I think these utilities will serve a growing user base as Cypher and hetnets become major technologies in bioinformatics. I anticipate the project will not take too long, but would really benefit from involvement of any interested OLS contributors -- even if just for code review, feedback, and answering ontological questions. Recognizing the contributions of everyone involved will be a priority of the project.

simonjupp commented 8 years ago

This sounds cool. I can also make the full OLS neo4j db available on our ftp. This is updated nightly and includes the full set of OBO library ontologies. I also like the Neo4j browser guide idea! Keep us posted on any developments.

dhimmel commented 8 years ago

I can also make the full OLS neo4j db available on our ftp. This is updated nightly and includes the full set of OBO library ontologies.

That would be awesome and prevent any duplication of effort. I didn't realize you were including ontologies beyond the ones with configuration files.

Keep us posted on any developments.

Will do!

simonjupp commented 8 years ago

Yes, the config files provided are just some examples for wanting to experiment.
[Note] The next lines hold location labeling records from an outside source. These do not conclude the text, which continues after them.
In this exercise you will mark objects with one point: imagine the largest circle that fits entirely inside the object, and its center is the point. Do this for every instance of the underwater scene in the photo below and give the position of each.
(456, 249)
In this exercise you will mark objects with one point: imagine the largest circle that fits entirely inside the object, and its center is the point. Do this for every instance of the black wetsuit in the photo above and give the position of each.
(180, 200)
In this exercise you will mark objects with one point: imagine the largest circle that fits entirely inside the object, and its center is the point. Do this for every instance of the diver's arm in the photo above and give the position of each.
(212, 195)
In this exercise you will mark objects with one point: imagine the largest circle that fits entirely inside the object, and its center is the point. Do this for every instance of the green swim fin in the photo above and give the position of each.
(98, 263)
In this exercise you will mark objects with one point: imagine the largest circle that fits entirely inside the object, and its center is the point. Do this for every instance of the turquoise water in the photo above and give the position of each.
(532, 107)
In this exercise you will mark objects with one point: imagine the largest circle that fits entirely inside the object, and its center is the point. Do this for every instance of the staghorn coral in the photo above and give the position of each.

The full OLS system is also able to read in the OBO library YAML config file (http://www.obofoundry.org/registry/ontologies.yml), so we use this to pull in a whole bunch of ontologies on the live site http://www.ebi.ac.uk/ols/ontologies

dhimmel commented 8 years ago

@simonjupp nice setup. Being able to access the compressed database on the FTP site would be a HUGE convenience!

simonjupp commented 8 years ago

There's a copy of the neo4j db here for you to try, can you let me know how you get on?

ftp://ftp.ebi.ac.uk/pub/databases/spot/ols/neo4j/

dhimmel commented 8 years ago

@simonjupp 🎆 !

I'm downloading the database using a shell script:

URL=ftp://ftp.ebi.ac.uk/pub/databases/spot/ols/neo4j/ols-neo4j-29-07-16.tar.gz
mkdir ols-neo4j.db
curl $URL | tar --extract --gzip --strip-components=1 --directory=ols-neo4j.db

I'm on slow wifi, so I haven't completed the download, but I was surprised by the large file size (7.4 GB). When I created an xz-compressed database containing 5 ontologies, the file was only 31 MB. I think your large file size is due to log files that aren't essential for copying the database. For example, I see a lot of neostore.transaction.db files, which can be deleted if the server isn't running.

When you create the gzip file would it be possible to ignore files that start with neostore.transaction.db or messages.log? If you're using the tar command line utility, there should be an easy way to ignore files that match given patterns. I think that would make the file size considerably smaller.

LLTommy commented 8 years ago

Good point, we'll have to look into this - and we will.

simonjupp commented 8 years ago

Rebuilt tarball without the transaction files, it's still 5.7GB. This is over 150 ontologies and some of them are quite hefty.

dhimmel commented 8 years ago

I'm not sure how much you are constrained by EBI convention for FTP files. My recommendations are to:

dhimmel commented 8 years ago

Thanks everyone for the help. I'm going to close this issue to keep the issues list clean.

However, we'll make sure to update this Issue with Hetonology progress.